Friday, April 26, 2024

UEFA hail Chelsea-Liverpool among 10 ´classics´

UEFA have included Chelsea’s thrilling 4-4 Champions League quarter-final draw with Liverpool in a list of 10 classic matches to have graced the competition.

Chelsea went into Tuesday’s second-leg game with a 3-1 lead from the away leg and hit back from 2-0 and 4-3 down to secure a 7-5 aggregate victory that sets up a semi-final meeting with in-form Spanish giants Barcelona.

Three more Liverpool matches feature on the UEFA list, published on their official website on Wednesday.

First up is the Reds’ dramatic 4-2 victory over fellow Premier League heavyweights Arsenal at the quarter-final stage of last season’s competition.
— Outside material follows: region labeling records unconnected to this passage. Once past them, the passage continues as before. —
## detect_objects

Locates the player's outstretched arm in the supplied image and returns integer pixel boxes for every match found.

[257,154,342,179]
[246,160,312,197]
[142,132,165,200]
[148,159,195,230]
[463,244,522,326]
Liverpool led 2-1 with six minutes remaining and looked to be on course for the last four, before an incredible slaloming run from England winger Theo Walcott set up Emmanuel Adebayor for a goal that put Arsenal in front on the away goals rule.

With extra time beckoning, Steven Gerrard converted a penalty after substitute Ryan Babel had been brought down by Kolo Toure, with the Dutchman then firing home in added time to clinch Liverpool’s progress and a 5-3 aggregate win.

But the Merseysiders succumbed to an equally sensational defeat in the quarter-finals of the 2001-02 competition, when a late goal from Brazilian defender Lucio earned German side Bayer Leverkusen a 4-2 second-leg win that took them into the last four.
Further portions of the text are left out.